How to make a cursor faster - sql

I have wrote this cursor for commission report. What happens is commission comes in one table, the records are another table. I match two based on certain critera (there is not exact match available). The problem is there are duplicates where records exist. When I match commission with the records table, it can result picking up these duplicates. Thus the rep gets paid more. On the other hand, there are duplicates in commission table also but those are valid beause they simple mean an account got paid for 2 months.
I wrote this query but it takes 5+ minutes to run. I have 50,000 records in records table and 100,000 in commission table. Is there any way I an improve this cursor?
/* just preparation of cursor, this is not time consuming */
CREATE TABLE #result
(
repid INT,
AccountNo VARCHAR(100),
supplier VARCHAR(15),
CompanyName VARCHAR(200),
StartDate DATETIME,
EndDate DATETIME,
Product VARCHAR(25),
commodity VARCHAR(25),
ContractEnd DATETIME,
EstUsage INT,
EnrollStatus VARCHAR(10),
EnrollDate DATETIME,
ActualEndDate DATETIME,
MeterStart DATETIME,
MeterEnd DATETIME,
ActualUsage INT
)
DECLARE #AccountNo VARCHAR(100)
DECLARE #supplier VARCHAR(10)
DECLARE #commodity VARCHAR(15)
DECLARE #meterstart DATETIME
DECLARE #meterEnd DATETIME
DECLARE #volume FLOAT
DECLARE #RepID INT
DECLARE #Month INT
DECLARE #Year INT
SET #repID = 80
SET #Month = 1
SET #year = 2012
/* the actual cursor */
DECLARE commission_cursor CURSOR FOR
SELECT AccountNo,
supplier,
commodity,
meterStart,
MeterEnd,
Volume
FROM commission
WHERE Datepart(m, PaymentDate) = #Month
AND Datepart(YYYY, PaymentDate) = #Year
OPEN commission_cursor
FETCH next FROM commission_cursor INTO #AccountNo, #supplier, #commodity, #MeterStart, #MeterEnd, #Volume;
WHILE ##fetch_status = 0
BEGIN
IF EXISTS (SELECT id
FROM Records
WHERE AccountNo = #AccountNo
AND supplier = #supplier
AND Commodity = #commodity
AND RepID = #repID)
INSERT INTO #result
SELECT TOP 1 RepID,
AccountNo,
Supplier,
CompanyName,
[Supplier Start Date],
[Supplier End Date],
Product,
Commodity,
[customer end date],
[Expected Usage],
EnrollStatus,
ActualStartDate,
ActualEndDate,
#meterstart,
#MeterEnd,
#volume
FROM Records
WHERE AccountNo = #AccountNo
AND supplier = #supplier
AND Commodity = #commodity
AND RepID = #repID
AND #MeterStart >= Dateadd(dd, -7, ActualStartDate)
AND #meterEnd <= Isnull(Dateadd(dd, 30, ActualEndDate), '2015-12-31')
FETCH next FROM commission_cursor INTO #AccountNo, #supplier, #commodity, #MeterStart, #MeterEnd, #Volume;
END
SELECT *
FROM #result
/* clean up */
CLOSE commission_cursor
DEALLOCATE commission_cursor
DROP TABLE #result
I have read answer to How to make a T-SQL Cursor faster?, for that what I get is rewrite this query in table form.
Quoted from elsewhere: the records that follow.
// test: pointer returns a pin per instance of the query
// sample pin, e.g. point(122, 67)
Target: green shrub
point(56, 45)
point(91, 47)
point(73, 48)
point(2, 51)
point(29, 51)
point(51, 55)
But I do have another query which uses join and is lightening fast. The problem is, it can not differentiate between the dups in my records table.
Is there anything I can do to make is faster. This is primary question. If not, do you have any alternative way to do it.
I specifically need help with
Will using Views or store procedure help
I there a way I can use cache in Cursor to make it faster
Any other option in syntax

The very first option is to set the least resource intensive options for your cursor:
declare commission_cursor cursor
local static read_only forward_only
for
Next is to investigate whether you need a cursor at all. In this case I think you can do the same with a single pass and no loops:
;WITH x AS
(
SELECT
rn = ROW_NUMBER() OVER (PARTITION BY r.AccountNo, r.Supplier, r.Commodity, r.RepID
ORDER BY r.ActualEndDate DESC),
r.RepID,
r.AccountNo,
r.Supplier,
r.CompanyName,
StartDate = r.[Supplier Start Date],
EndDate = r.[Supplier End Date],
r.Product,
r.Commodity,
ContractEnd = r.[customer end date],
EstUsage = r.[Expected Usage],
r.EnrollStatus,
EnrollDate = r.ActualStartDate,
r.ActualEndDate,
c.MeterStart,
c.MeterEnd,
ActualUsage = c.Volume
FROM dbo.commission AS c
INNER JOIN dbo.Records AS r
ON c.AccountNo = r.AccountNo
AND c.Supplier = r.Supplier
AND c.Commodity = r.Commodity
AND c.RepID = r.RepID
WHERE
c.PaymentDate >= DATEADD(MONTH, #Month-1, CONVERT(CHAR(4), #Year) + '0101')
AND c.PaymentDate < DATEADD(MONTH, 1, CONVERT(CHAR(4), #Year) + '0101')
AND r.RepID = #RepID
)
SELECT RepID, AccountNo, Supplier, CompanyName, StartDate, EndDate,
Product, Commodity, ContractEnd, EstUsage, EnrollStatus, EnrollDate,
ActualEndDate, MeterStart, MeterEnd, ActualUsage
FROM x
WHERE rn = 1 --ORDER BY something;
If this is still slow, then the cursor probably wasn't the problem - the next step will be investigating what indexes might be implemented to make this query more efficient.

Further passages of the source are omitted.